Qin Mo Xuan juga ada di sana untuk melihat kepergian sang adik, hingga Sakura, Karin, Sasuke dan Che menghampiri kelompok mereka.
Karin dengan semangat menggandeng tangan Naru dan mencubit pipinya yang kini tidak lagi memiliki tanda kumis kucing.
"Ehem.." Qin Mo Xuan berdehem agar keberadaannya tidak di lupakan.
Naru tersenyum lebar dan memperkenalkan kakaknya pada 3 sahabatnya.
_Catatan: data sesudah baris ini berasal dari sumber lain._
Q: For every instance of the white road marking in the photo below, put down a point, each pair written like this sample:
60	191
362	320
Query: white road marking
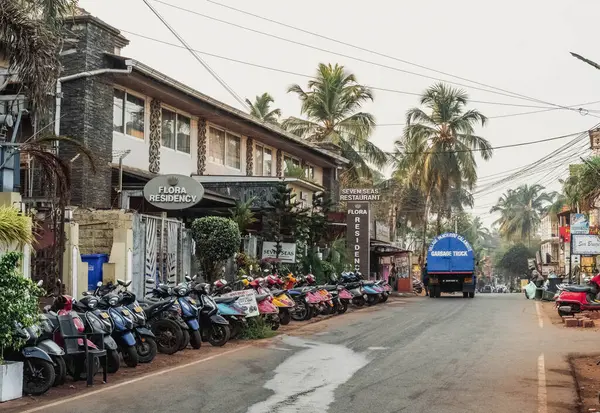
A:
128	382
542	391
538	310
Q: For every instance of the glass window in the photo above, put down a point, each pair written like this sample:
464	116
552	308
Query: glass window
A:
268	162
134	116
118	107
216	146
233	151
258	160
183	133
169	120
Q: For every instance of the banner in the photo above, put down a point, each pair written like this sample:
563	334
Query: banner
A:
287	254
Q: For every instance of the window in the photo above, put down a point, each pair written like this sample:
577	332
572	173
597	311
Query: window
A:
309	172
233	151
128	114
263	159
216	146
175	131
224	148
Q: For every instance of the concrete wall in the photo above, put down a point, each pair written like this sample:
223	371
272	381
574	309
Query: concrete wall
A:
96	228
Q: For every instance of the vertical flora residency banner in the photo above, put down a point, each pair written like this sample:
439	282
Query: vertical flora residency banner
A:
358	236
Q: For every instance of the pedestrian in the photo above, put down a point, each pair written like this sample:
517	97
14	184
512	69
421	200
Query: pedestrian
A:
425	277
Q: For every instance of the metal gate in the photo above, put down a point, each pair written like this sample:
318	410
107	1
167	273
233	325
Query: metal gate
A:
162	252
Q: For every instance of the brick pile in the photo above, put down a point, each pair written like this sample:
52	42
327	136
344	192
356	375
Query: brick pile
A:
585	320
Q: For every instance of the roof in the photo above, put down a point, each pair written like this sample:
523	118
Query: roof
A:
166	80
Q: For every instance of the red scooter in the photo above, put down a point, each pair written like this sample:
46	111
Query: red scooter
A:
577	298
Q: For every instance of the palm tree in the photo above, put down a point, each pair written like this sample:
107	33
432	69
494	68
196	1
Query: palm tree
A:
30	40
261	109
332	105
437	146
521	210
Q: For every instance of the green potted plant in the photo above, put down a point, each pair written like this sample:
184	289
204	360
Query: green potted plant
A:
18	304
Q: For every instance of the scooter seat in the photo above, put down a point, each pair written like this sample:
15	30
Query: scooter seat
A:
225	300
579	288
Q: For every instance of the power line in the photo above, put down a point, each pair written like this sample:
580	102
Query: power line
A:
376	52
577	107
202	62
341	54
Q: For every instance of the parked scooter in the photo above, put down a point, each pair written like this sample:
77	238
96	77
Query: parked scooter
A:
213	327
576	298
38	368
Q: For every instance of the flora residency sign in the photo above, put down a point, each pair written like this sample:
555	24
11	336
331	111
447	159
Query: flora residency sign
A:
173	192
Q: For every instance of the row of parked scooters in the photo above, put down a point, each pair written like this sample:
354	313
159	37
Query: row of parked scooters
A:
110	325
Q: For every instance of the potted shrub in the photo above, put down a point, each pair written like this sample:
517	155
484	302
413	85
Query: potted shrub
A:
18	304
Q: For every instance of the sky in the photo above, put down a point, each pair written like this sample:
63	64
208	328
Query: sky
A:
519	46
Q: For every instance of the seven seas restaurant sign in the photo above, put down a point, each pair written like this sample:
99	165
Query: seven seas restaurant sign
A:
358	221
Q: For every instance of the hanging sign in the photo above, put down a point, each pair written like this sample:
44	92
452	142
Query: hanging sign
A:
358	236
173	192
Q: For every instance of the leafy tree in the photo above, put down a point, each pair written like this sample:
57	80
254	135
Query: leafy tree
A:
18	301
261	109
217	239
520	211
15	228
31	38
332	105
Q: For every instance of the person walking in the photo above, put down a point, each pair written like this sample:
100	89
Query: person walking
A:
425	277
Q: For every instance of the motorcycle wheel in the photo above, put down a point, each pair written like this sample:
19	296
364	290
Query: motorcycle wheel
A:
146	350
114	361
185	341
301	312
195	339
219	335
60	370
130	356
372	299
358	301
342	306
38	376
168	336
284	316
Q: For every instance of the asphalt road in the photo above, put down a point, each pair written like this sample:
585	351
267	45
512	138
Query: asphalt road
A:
488	354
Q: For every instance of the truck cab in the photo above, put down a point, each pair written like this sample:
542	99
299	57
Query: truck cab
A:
451	266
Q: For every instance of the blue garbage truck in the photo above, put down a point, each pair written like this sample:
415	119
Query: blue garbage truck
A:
451	266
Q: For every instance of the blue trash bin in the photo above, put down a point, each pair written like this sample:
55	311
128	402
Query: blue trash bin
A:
95	262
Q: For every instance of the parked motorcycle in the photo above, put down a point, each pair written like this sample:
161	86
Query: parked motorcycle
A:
214	328
576	298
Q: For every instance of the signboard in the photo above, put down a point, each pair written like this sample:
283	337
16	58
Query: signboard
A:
173	192
565	234
358	236
287	253
247	301
586	245
360	194
579	224
450	252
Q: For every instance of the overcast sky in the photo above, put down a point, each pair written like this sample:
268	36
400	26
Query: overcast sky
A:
520	46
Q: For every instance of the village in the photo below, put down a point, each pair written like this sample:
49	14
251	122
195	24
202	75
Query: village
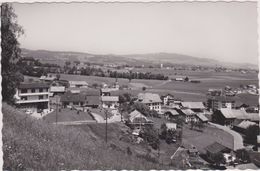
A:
197	134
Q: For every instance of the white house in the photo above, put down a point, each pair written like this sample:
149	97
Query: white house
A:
153	101
110	102
32	96
78	84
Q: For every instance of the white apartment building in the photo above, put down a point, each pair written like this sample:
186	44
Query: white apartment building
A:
153	101
32	96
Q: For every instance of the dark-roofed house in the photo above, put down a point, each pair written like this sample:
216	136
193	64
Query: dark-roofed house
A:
214	149
194	106
217	102
224	116
110	101
135	117
33	96
242	126
167	99
153	101
84	99
188	114
170	113
201	118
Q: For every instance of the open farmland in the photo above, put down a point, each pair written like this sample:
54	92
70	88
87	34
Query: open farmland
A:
184	90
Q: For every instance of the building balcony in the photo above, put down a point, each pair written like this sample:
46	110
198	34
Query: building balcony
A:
31	101
34	94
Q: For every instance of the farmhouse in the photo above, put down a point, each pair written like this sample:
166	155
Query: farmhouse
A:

"Gege, mereka adalah sahabatku yang pernah aku ceritakan padamu hingga kau memiliki perasaan pada gadis berambut merah dengan kacamata, dan inilah orangnya.." Karin tercengang, Qin Yun dan Qin Yan terkikik geli sedangkan yang lainnya terkekeh pelan.
Pletak.
Saking malunya, Qin Mo Xuan menjitak kepala Naru.
"Gege kau kejam.."
"Siapa yang menyuruhmu mengatakan hal itu hmmp?"
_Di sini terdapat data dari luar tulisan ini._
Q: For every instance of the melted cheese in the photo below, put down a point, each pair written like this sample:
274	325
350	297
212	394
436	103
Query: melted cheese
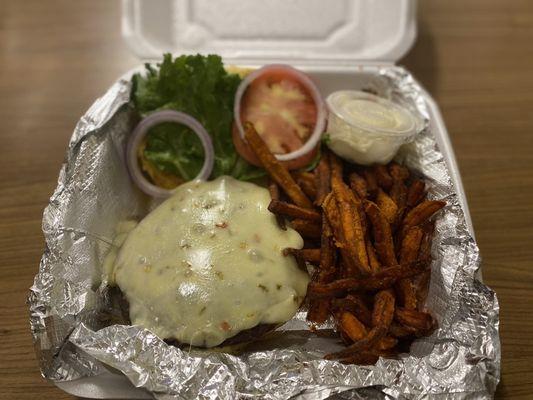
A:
207	264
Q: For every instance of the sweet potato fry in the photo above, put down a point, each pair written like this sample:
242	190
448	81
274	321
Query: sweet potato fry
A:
275	169
383	311
388	207
422	213
319	308
398	194
371	182
383	179
310	255
304	176
308	188
387	343
355	246
322	179
411	245
382	234
282	208
358	185
383	279
355	305
273	189
421	288
353	234
330	210
372	257
307	229
351	326
415	193
421	321
408	253
327	248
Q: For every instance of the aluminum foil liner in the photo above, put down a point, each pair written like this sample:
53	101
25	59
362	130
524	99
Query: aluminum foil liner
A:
72	317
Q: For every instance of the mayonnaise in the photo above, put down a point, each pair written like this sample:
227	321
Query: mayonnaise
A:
207	264
367	129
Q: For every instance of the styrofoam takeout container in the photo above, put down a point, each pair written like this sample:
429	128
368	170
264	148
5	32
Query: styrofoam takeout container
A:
332	41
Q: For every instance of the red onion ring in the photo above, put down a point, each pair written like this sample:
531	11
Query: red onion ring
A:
313	91
140	132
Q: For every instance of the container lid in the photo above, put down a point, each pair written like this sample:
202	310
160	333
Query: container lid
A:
298	32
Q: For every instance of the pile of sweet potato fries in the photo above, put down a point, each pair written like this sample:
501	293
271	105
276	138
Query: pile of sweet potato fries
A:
368	232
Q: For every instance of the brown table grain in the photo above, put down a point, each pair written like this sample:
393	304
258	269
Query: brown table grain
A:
474	56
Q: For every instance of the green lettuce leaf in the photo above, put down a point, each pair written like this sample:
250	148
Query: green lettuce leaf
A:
200	86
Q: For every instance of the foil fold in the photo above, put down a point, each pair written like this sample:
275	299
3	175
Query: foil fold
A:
75	337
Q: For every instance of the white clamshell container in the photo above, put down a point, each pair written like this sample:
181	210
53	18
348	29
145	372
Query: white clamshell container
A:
340	43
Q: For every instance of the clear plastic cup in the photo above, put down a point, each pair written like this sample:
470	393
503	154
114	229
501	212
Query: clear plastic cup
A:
367	129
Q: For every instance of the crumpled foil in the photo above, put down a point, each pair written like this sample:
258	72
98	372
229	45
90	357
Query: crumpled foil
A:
74	338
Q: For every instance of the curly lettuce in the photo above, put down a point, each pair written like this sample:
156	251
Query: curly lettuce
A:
200	86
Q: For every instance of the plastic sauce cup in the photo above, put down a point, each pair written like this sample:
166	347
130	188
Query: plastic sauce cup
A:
367	129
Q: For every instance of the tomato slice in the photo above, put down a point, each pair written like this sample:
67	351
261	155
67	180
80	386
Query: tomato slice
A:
246	152
282	111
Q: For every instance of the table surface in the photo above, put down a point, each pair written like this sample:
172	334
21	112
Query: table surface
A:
474	56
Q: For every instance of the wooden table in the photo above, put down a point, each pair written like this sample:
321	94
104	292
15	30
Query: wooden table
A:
474	56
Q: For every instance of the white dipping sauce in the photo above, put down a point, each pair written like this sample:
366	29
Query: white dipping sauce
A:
207	264
368	129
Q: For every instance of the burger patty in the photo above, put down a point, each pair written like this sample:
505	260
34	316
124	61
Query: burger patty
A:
245	336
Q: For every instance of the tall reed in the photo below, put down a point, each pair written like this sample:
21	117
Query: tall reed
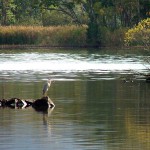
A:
38	35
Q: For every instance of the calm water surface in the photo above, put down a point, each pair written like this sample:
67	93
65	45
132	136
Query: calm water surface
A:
95	109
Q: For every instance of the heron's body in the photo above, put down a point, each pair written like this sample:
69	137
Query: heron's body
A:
46	86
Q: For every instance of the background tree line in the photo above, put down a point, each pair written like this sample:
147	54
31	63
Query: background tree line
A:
96	14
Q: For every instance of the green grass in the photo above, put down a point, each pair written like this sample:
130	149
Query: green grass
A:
43	36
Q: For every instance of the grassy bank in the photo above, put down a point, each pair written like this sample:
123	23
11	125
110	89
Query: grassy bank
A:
44	36
59	36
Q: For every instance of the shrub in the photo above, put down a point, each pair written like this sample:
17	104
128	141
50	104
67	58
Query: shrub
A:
51	36
139	35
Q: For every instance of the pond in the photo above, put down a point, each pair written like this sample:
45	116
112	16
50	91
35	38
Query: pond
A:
95	107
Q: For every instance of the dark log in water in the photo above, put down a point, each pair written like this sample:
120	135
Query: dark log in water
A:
40	104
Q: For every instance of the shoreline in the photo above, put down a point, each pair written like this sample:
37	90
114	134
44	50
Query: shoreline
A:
24	47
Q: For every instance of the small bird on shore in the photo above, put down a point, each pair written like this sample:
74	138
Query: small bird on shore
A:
46	86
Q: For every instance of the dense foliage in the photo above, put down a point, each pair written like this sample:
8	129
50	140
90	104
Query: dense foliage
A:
96	14
139	35
44	36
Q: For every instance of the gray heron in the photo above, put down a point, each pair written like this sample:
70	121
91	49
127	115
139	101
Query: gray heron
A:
46	86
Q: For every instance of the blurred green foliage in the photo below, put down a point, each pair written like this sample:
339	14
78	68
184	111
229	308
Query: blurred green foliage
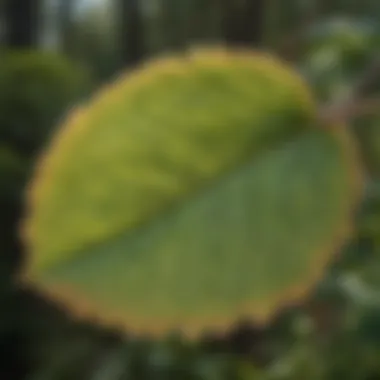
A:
332	335
36	89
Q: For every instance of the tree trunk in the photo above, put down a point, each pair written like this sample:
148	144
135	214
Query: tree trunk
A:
243	22
65	27
22	23
131	32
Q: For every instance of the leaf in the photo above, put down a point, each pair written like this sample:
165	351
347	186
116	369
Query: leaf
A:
193	192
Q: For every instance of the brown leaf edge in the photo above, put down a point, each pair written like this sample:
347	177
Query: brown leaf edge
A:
81	307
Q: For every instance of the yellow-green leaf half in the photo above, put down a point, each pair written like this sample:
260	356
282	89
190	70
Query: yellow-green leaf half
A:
195	191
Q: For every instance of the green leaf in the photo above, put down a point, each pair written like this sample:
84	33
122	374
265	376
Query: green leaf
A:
367	130
197	190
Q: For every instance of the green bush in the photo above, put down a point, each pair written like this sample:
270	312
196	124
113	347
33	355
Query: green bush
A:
36	89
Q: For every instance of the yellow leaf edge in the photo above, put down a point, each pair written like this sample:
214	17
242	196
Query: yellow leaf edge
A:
73	125
81	307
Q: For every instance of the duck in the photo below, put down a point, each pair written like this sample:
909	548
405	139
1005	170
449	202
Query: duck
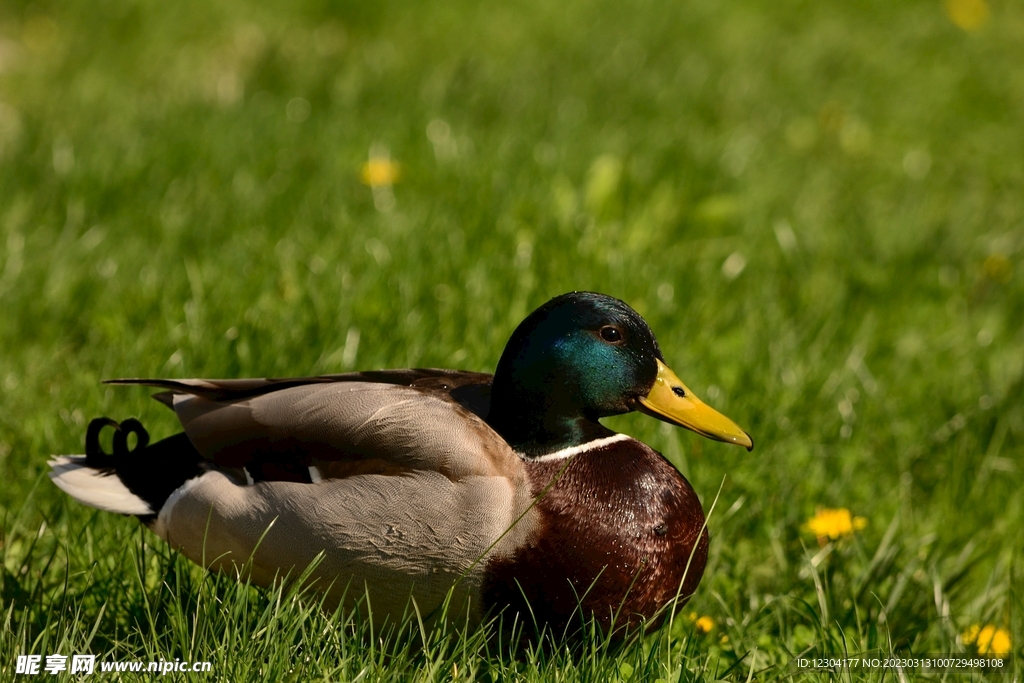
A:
438	491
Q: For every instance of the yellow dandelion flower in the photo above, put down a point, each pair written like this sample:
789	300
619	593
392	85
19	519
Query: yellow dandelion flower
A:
987	639
380	172
834	523
968	14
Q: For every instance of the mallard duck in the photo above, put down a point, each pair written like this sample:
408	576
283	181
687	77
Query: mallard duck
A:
505	491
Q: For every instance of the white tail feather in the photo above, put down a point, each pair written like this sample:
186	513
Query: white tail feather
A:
95	488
Karin memerah mendengar apa yang di katakan Naru dan dengan malu-malu mengintip pada Qin Mo Xuan.
"Gege sebaiknya selesaikan urusanmu sebelum kami pergi.."
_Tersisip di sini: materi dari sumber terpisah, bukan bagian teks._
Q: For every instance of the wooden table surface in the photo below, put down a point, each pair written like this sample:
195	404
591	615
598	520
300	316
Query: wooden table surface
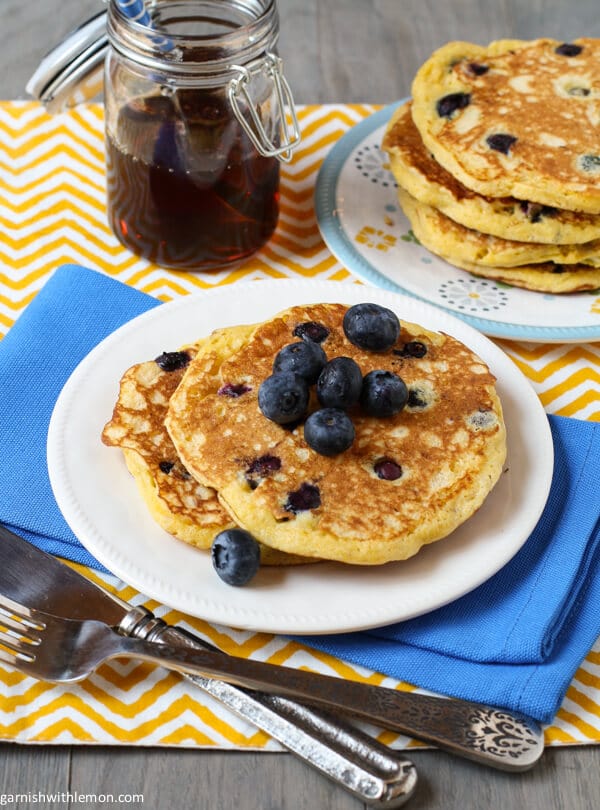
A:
334	51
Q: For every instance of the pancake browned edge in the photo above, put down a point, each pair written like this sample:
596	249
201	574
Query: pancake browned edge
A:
444	236
421	175
184	508
483	255
515	118
406	481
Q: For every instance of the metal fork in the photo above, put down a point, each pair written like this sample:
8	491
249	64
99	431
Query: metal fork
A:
56	649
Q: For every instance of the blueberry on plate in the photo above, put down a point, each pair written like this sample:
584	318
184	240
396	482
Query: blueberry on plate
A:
235	556
283	397
371	326
340	383
311	330
172	361
305	358
329	431
383	393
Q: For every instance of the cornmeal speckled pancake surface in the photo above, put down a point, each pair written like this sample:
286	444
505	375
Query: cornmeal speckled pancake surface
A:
506	217
179	504
448	238
516	118
407	480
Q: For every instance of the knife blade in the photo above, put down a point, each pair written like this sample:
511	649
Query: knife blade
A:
367	769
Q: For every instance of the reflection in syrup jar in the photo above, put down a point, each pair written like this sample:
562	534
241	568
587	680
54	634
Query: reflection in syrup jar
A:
196	130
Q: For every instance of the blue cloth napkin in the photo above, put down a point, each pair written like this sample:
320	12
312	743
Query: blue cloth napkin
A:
72	313
516	641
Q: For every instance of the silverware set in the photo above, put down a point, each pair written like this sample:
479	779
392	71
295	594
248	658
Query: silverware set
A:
56	625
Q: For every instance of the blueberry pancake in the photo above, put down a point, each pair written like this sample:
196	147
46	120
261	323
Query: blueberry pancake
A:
179	504
461	245
516	118
406	479
506	217
547	277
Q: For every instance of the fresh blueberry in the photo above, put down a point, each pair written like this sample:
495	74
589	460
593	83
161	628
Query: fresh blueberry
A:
233	390
383	393
310	330
568	49
172	361
387	469
260	468
413	348
235	556
283	397
477	69
590	163
501	142
417	398
579	91
340	383
371	326
305	358
329	431
306	497
534	211
448	105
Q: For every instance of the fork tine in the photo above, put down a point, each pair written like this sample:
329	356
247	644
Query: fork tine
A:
28	616
19	648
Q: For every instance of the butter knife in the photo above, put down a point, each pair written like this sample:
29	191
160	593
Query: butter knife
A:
366	768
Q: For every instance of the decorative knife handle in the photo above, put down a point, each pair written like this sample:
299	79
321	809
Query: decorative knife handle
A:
366	768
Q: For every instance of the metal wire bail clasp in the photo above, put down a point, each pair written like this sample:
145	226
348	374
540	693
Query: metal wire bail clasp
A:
271	66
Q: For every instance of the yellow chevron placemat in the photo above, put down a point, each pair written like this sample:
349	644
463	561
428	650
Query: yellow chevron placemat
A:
52	212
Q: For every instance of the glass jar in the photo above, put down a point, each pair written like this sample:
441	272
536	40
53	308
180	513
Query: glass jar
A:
195	129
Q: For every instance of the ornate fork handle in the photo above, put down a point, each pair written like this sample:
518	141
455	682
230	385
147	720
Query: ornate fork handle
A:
370	770
495	737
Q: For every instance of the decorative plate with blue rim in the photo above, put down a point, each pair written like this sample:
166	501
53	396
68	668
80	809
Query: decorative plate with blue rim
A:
363	225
Qin Mo Xuan tanpa aba-aba menarik lengan Karin dan berjalan menjauh dari Naru dkk. Sasuke dan Sakura tercangang dan menatap Naru
"Tenang saja, gege tidak akan melakukan hal buruk pada Karin karena dia mencintai Karin saat pertama melihatnya dalam ingatanku.."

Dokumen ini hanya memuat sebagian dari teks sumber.